High-Speed Helicopters Come of Age

Eurocopter's X3 (Photo: Patrick Penna)

Helicopter speeds have traditionally been limited by a phenomenon called “retreating blade stall,” which describes what happens to the main rotor at high speed. The relative wind on the retreating blade is reduced by the forward speed of the helicopter to a point where it no longer generates lift, and the helicopter rolls off to the side with reduced lift.

Tilt-rotor vehicles like the Bell Boeing Osprey turn the rotor blades into propellers. Now a less complex solution that dates back several decades is re-emerging: the compound helicopter, which uses a dedicated propulsor to produce forward speed. The Piasecki X-49A modified a Sikorsky UH-60 with a lifting surface made up of two wings, plus a ducted fan in the tail to push the aircraft to speeds of around 200 mph. The wings take up part of the lift load so the main rotor doesn’t have to provide as much at high speeds, and blade stall no longer matters as much.

The Eurocopter X3 is a modified EC155, itself a derivative of that company’s Dauphin (the U.S. Coast Guard operates one version). The X3 has achieved speed bursts as high as 267 mph, propelled by two tractor propellers driven by the main engines and mounted on stubby wings just beneath the main rotor. At high speed, the six-blade main rotor is slowed to reduce the drag of the advancing blade, while the wings provide necessary lift.

Sikorsky’s X-2 has advanced far enough to become the proof-of-concept for a prototype military aircraft now designated the S-97 Raider, a high-speed attack and scout helicopter. The X-2 proved the efficacy of a coaxial main rotor blade in which both sides of the helicopter have advancing blades opposite retreating blades, providing a symmetrical lift that requires no wing. Forward thrust is provided by a pusher propeller in the tail, an arrangement that took the experimental craft to a top speed of 290 mph, and, in a descent, to 300 mph. There is no tail rotor à la the traditional helicopter, and the X-2 maneuvers about the yaw axis by applying differential torque to the two main rotors.
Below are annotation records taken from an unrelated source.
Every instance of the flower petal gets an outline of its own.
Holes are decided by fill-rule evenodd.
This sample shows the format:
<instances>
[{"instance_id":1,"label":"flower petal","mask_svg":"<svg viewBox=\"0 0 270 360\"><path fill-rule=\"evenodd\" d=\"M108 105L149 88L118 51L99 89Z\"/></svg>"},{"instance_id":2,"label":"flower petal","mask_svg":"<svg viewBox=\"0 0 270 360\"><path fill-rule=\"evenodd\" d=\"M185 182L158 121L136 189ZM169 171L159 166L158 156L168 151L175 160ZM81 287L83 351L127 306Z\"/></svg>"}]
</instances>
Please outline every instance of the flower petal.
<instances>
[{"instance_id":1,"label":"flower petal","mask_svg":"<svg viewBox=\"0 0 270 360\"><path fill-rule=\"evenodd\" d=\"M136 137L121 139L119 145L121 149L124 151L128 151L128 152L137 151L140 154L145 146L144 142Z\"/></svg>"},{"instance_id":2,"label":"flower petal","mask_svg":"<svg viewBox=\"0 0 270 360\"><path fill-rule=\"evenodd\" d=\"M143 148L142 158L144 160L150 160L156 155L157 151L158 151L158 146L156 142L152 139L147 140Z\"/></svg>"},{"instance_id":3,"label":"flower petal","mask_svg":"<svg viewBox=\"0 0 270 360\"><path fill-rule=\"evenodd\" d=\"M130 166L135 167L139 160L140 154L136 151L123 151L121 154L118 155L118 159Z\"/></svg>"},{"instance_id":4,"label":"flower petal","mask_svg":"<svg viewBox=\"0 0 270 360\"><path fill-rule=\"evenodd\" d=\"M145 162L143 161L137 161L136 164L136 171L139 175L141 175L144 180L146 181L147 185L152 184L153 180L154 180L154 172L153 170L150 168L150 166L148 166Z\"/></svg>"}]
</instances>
The little X-2 (it weighed less than 8,000 pounds on takeoff) was retired after only 22 hours of flying.

The X-2 is not Sikorsky’s first compound helicopter. Its S-72 employed a fixed wing and two turbofan engines to achieve a design speed of up to 345 mph. The wing generated enough lift to allow the craft to fly without a main rotor, which it actually did during testing. The X-Wing, another 1980s experimental craft, employed large, rigid main rotor blades that were intended to be stopped inflight to form an X-shape wing that supplemented lift from a conventional wing. Two turbofans provided thrust.

The closest the U.S. military came to buying and operating a compound helicopter was when it launched the Lockheed AH-56 Cheyenne with a contract in 1966 for 10 prototypes. Problems and delays during development led to cancellation of the Cheyenne, but the Army followed that with the AH-64 Apache, which is not a compound helicopter but is in operation today.